New York City has a large number of taxi cabs that transport people around the city. Local government has been collecting data on taxi trips for years. This data is useful for many purposes, such as traffic planning, taxi dispatching, and fare regulation. In this project, we will build a data pipeline to process the taxi data and provides efficient access to the data for further analysis.
The data source is the New York City Taxi & Limousine Commission (TLC) Trip Record Data. The data is available on the TLC website. The data is stored as parquet files on an AWS S3 bucket. The data is partitioned by year and month.

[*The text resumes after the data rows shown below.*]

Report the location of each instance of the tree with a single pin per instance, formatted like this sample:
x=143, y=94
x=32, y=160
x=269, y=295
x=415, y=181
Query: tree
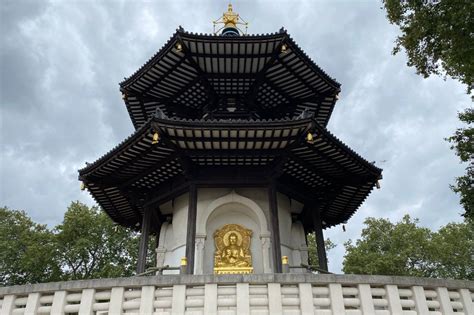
x=405, y=249
x=436, y=35
x=438, y=39
x=463, y=145
x=90, y=245
x=312, y=253
x=27, y=250
x=86, y=245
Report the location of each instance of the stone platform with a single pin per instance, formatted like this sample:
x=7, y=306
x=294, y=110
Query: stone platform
x=243, y=294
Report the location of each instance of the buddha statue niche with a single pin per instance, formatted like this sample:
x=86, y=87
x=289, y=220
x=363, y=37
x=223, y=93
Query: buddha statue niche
x=232, y=254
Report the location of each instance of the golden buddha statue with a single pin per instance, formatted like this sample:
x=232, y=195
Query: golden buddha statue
x=232, y=250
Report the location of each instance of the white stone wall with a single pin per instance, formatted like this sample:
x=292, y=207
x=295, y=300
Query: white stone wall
x=243, y=294
x=216, y=207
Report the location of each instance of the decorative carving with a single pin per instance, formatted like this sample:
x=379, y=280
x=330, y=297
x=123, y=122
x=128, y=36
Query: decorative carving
x=232, y=254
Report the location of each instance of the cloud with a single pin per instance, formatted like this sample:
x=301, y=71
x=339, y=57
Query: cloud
x=61, y=62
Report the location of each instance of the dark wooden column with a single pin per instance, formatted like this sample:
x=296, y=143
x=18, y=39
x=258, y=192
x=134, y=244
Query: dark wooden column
x=318, y=229
x=191, y=226
x=275, y=228
x=145, y=235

The data pipeline consists of the following steps:
- Download the data from the S3 bucket to Databricks Volumes in the bronze layer.
- Load the data/files into a Spark DataFrame and save it as a Delta table in the silver layer.
- Clean the data from the silver layer. 3.1. Update column names and data types. 3.2. Remove unnecessary columns.
- Save facts about trips in a Delta table in the gold layer.
- Save Payment, Rate, and Zone dimensions in Delta tables in the gold layer.
- Aggregate data about trip payments and save it in a Delta table in the data mart.
The data model for the lakehouse follows dimensional modeling principles with star schemas. The data model consists of the following tables:
Table Name | Table Type | Description |
---|---|---|
fct_yellow_taxi_trips | Fact Table | Contains facts about trip made by yellow taxis. |
dim_payments | Dimension Table | Contains information about payment types. |
dim_rates | Dimension Table | Contains information about rate codes. |
dim_zones | Dimension Table | Contains information about taxi zones. |
trip_payment | Data Mart Table | Contains aggregated data about trip payments. |
The data model diagram is shown below:
In this project, we built a data pipeline to process New York City taxi data. We created a data lakehouse with a dimensional model and a data mart. The data pipeline is automated and can be scheduled to run periodically to update the data in the lakehouse.
The next steps for this project are:
- Add a machine learning model to predict trip fares.
- Provision mlops to monitor the data pipeline and the machine learning model.
- Create a dashboard to visualize the data.